月光開花の如月を退けるほどの力を持っている。
決して舐めてかかるな。」
リーダーらしき女性は厳しい口調で注意を促がす。
「はーい。
如月がいくら弱いとはいえ、一応"月花"のメンバーでしたからね。
奴の二の舞にならないようせいぜい気を付けますよっと。」
軽い口調で笑いながら話す男。
「よろしい。
もうすぐ"血月の儀"が完了する。
それまでは皆、計画に支障が出ないよう十分注意しろ。
では解散だ。」
女性の号令と共に円卓から複数の足音が去っていった。
天海市立病院
「ん…。」
明里が目を覚ますと、そこはもはや見慣れた光景となった病室だった。
「漆原くん…」
私達は彩香と笑実を救い、繭子を結界の中に閉じ込めた。
そう、私達は勝ったんだ…
漆原くんはどこに居る?
原型が無くなっていた手、大量の血を流していた腹部。
彼は無事なのだろうか…?
明里の頭の中で様々な考えが錯綜していると
ガラガラッ
病室のドアが開き、彩香と笑実が入ってきた。
『明里っ』
2人の声が揃う。
「心配したぜこのやろー!」
「無事で良かったよ〜」
2人は目に涙を浮かべながら明里に抱き付く。
「彩香…笑実…」
明里は堪えきれず涙を流す。
「良かった…本当に良かった…」
「明里…ありがとな。
これまでの事全部聞いたよ。
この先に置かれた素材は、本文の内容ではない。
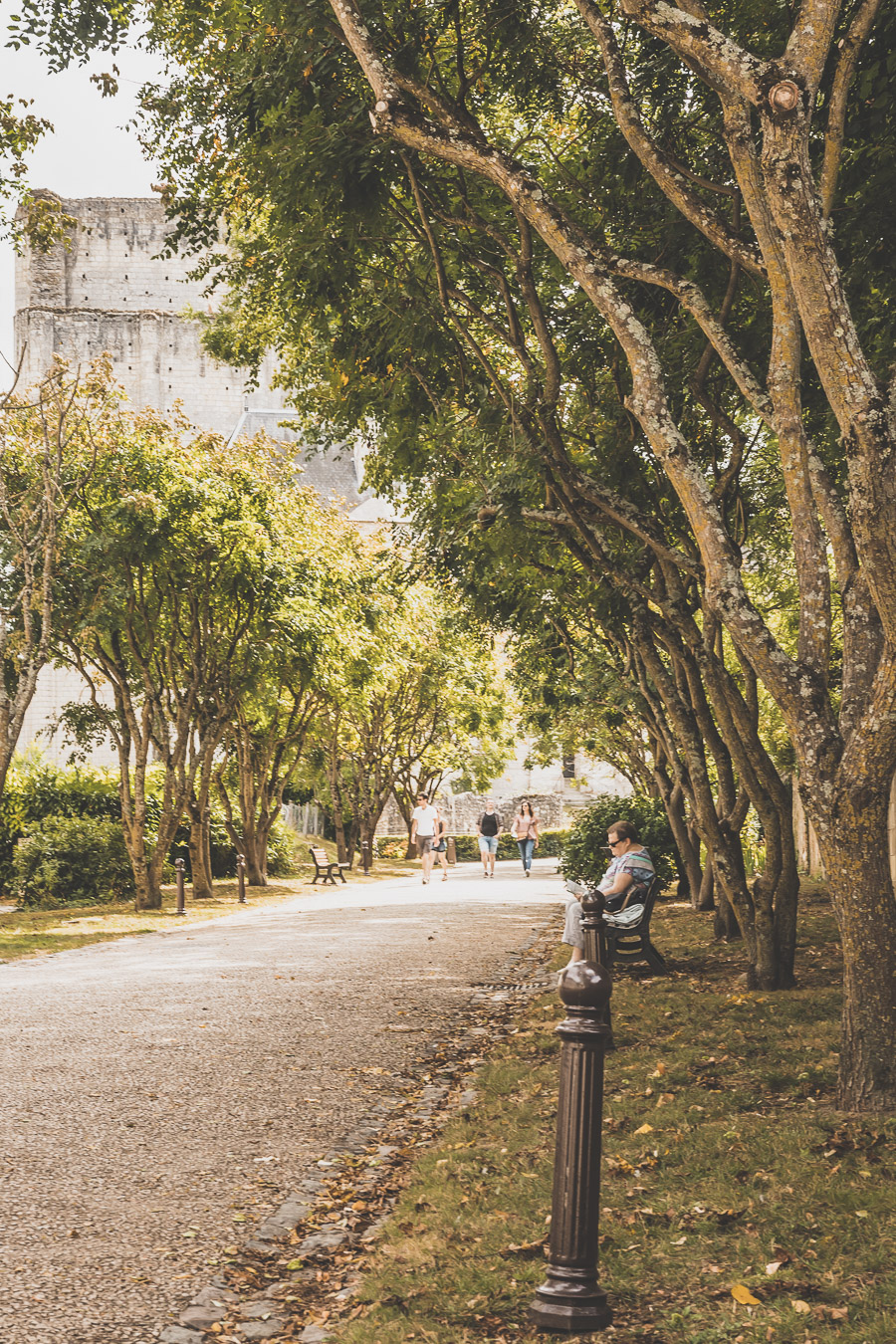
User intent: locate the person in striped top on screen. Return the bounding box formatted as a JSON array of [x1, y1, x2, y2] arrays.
[[562, 821, 654, 965]]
」
彩香の目には相変わらず涙が浮かんでいる。
「うちら1ヶ月近くも行方不明になってたんだね。
本当にありがとう明里…。」
笑実の目にも同様に涙が浮かぶ。
「明里に何かあった時は私達が必ず救けるから。」
「お祖父さん亡くなって大変だと思うし、困った事があったら何でも言って〜!」
"友人"という"安心感"。
長らく感じていなかったものだ。
明里は2人の手を握るとしばらくの間、その心地良い温もりを感じ続けていた。